Macmillan Education: some thoughts on e-books

Finding new and innovative ways to share our content with our wider audience – both nationally and internationally – is a priority for an academic publisher. The move to digital access has always been welcomed at Macmillan Education and it’s something that we actively look to encourage and be involved in. Education is the nature of our business and we want our content to be as widely distributed, read and enjoyed as possible.


There is a staunch, passionate and valid debate in publishing that steadfastly promotes the undoubted merits of print (and all that reading the printed word on paper represents), but as with anything there are always other avenues to explore and the e-book road is one we are excited about and ready to travel. In truth, we are already quite a long way into that journey.

The heart of any academic publisher is the quality content and resources it produces for its customers – this is what we are judged on, not the medium by which it is delivered. Macmillan Education is aware that publishing needs to take account of the fact that many customers will want electronic access to content, either through their library services or on individual devices (PCs, tablets, smartphones etc), though there is an ongoing learning curve for all involved, from the authors through to the editorial and production teams.
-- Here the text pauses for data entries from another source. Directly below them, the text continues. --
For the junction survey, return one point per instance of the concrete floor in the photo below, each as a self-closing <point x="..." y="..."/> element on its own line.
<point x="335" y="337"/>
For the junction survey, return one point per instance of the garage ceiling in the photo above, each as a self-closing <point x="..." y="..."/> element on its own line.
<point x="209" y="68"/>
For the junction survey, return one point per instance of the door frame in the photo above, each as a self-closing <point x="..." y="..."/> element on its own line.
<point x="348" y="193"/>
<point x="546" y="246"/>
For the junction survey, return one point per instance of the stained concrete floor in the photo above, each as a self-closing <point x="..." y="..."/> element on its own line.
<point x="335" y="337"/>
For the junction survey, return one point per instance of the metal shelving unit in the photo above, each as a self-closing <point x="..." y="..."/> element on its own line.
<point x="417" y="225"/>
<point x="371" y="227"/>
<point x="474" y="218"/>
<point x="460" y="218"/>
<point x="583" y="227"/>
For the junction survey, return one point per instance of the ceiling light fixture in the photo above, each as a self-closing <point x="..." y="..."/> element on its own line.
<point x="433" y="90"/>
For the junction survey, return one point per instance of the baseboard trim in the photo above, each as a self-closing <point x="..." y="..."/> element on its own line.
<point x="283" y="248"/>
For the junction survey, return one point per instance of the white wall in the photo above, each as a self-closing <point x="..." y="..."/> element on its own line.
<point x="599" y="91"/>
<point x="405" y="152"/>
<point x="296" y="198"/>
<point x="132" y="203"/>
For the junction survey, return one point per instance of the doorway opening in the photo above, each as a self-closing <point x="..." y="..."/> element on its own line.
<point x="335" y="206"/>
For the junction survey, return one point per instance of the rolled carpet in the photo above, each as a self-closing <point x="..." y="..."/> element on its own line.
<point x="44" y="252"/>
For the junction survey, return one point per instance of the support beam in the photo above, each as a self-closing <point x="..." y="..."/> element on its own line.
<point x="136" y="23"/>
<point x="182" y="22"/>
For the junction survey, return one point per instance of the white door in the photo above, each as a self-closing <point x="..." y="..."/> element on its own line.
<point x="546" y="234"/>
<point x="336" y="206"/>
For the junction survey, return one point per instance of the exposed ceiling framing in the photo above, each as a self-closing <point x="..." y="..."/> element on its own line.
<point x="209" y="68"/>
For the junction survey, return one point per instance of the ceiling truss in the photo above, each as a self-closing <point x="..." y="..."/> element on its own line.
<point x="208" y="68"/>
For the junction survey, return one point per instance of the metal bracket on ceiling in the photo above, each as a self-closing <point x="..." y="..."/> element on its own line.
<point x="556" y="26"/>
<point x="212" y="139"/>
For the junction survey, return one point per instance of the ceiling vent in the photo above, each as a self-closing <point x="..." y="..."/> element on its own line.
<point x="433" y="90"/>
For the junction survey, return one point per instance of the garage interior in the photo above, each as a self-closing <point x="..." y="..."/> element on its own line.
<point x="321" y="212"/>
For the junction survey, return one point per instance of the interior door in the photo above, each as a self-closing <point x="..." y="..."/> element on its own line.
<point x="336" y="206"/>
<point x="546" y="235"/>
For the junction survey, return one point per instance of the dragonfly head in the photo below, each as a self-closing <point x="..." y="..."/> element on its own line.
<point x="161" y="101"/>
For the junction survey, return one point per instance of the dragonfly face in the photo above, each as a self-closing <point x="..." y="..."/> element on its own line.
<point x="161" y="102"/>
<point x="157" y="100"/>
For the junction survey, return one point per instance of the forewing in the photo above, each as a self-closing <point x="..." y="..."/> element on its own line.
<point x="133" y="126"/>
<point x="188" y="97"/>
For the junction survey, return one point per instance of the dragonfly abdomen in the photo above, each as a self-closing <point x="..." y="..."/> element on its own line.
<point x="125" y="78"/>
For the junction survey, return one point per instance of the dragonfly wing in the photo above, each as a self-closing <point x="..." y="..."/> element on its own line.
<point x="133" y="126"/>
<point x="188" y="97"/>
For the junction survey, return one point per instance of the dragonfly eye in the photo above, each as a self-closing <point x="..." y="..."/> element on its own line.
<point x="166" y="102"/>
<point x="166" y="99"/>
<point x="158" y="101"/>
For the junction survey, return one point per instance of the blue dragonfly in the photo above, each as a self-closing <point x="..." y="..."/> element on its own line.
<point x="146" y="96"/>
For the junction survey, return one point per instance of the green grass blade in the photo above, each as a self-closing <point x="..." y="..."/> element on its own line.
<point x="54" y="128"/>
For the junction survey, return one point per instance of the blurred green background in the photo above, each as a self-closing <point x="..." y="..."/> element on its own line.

We are already involved in a number of schemes across the UK where our e-books are distributed to students in a variety of ways and the feedback has been very positive. It’s certainly popular with students and academics for all the reasons you might expect – ease of use, quick and easy access, cost and so on.

However, the attitude – particularly among students – that this content should be available for free is short-sighted. The same rules apply to online textbooks as films, music, images and so on. Macmillan Education, as with all academic publishers of note, produce educational content that is written by experts in their fields – it is reviewed, developed and designed extensively before reaching the customer. This process is what makes the difference between content that is freely available on the internet and something that has been specifically designed to be high quality, accurate and detailed for use on an academic course.

Pilots such as the one running at the University of Manchester are trailblazing, impressive and ambitious and at Macmillan Education that is what we strive to be too, so who knows where it will take us? Publishers aim to provide what their customers want, even if at present it seems that the technology needs to catch up with what they are demanding.

Ultimately we are all working towards the same goal – providing high quality, inspirational content to students and academics in whichever format is required, as quickly, easily and affordably as possible.

Rebecca Levene, Macmillan Education

2 thoughts on “Macmillan Education: some thoughts on e-books

  1. Thanks for a very interesting post Rebecca. With respect to “free” content I dont think students expecations are necessairly that core texts will be freely available (even if some do use methods of obtaining them that are at best unethical and it is much easier to do this nowadays!), but more that they should not have to pay for these books themselves. Many of the them (and their host institutions) are looking at eliminating what is perceived as addtional costs, given focus on enhancing student experience and the fact they are paying £9,000 a year in fees.